She was a woman who morphed into feline, back

to her human self before I woke each morning.

 

I lived not to sate my appetite but to crush it.

On my haunches, I craved what could not be seen.

I am desire. I am survival.

I sit under the tree waiting for hunger.

LEÃO

Eu mastiguei os destroços do mundo,

na espinha dorsal do passado que me perseguia.

Enquanto isto, eu me movi em direção à extinção,

suportando o peso do dano, a linguagem do protetor.

 

Um grande chiado apocalíptico me adornou com areia.

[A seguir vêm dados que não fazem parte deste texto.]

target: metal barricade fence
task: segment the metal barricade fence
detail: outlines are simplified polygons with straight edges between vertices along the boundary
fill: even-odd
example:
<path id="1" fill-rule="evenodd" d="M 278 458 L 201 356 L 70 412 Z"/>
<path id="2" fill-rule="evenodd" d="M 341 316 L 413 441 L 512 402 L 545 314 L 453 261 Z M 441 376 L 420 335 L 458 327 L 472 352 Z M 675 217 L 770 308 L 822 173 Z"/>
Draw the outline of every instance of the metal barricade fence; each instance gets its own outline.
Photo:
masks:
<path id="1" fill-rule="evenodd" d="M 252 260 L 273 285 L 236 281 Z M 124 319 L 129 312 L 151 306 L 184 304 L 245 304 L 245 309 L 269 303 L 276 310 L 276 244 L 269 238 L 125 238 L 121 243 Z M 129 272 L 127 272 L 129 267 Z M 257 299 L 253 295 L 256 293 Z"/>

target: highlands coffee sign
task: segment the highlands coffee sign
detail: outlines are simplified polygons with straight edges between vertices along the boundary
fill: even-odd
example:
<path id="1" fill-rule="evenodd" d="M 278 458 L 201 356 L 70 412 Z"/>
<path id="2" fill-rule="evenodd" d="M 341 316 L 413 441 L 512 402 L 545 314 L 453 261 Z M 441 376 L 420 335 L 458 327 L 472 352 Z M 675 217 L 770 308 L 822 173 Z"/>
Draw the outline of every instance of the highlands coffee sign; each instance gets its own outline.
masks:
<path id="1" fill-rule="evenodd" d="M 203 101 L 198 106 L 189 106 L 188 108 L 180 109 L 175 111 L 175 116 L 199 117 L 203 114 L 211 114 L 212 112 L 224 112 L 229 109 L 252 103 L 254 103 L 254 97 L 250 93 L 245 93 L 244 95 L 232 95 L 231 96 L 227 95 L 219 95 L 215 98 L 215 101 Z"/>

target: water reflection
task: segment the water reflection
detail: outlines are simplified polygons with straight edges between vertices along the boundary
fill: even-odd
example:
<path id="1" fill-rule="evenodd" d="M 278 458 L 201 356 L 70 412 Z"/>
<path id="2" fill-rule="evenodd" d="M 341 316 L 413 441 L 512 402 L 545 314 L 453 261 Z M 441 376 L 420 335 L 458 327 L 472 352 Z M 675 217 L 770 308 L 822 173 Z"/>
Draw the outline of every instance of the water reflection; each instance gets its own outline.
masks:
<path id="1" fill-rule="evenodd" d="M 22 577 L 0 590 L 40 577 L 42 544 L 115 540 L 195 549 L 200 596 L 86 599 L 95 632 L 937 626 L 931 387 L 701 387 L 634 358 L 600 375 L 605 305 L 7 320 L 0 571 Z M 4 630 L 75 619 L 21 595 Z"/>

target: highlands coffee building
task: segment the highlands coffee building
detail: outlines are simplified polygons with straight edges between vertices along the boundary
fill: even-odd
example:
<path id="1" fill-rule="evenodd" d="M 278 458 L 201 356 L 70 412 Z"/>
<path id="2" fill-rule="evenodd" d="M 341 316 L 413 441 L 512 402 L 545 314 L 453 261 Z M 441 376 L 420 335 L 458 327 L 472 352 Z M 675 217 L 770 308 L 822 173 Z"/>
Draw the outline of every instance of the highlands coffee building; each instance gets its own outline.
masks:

Procurei, primeiro encontrar a luz salpicando as folhas,

então soprou-me um poder infinito, ferrugem feminina,

um gosto acobreado de salvamento, levando-me a um dossel

 

do futuro. Minha mãe era mãe de mães,

moderna antes de ser ancestral.

Ela era a mulher que se transformou em felina, de volta

para seu eu humano antes de eu acordar todas as manhãs.

 

Eu vivia não para saciar meu apetite, mas para esmagá-lo.

De cócoras, ansiava pelo que não podia ser visto.

Eu sou desejo. Eu sou a sobrevivente.

Sento-me sob a árvore para esperar ter fome.

Ilustração: DOL.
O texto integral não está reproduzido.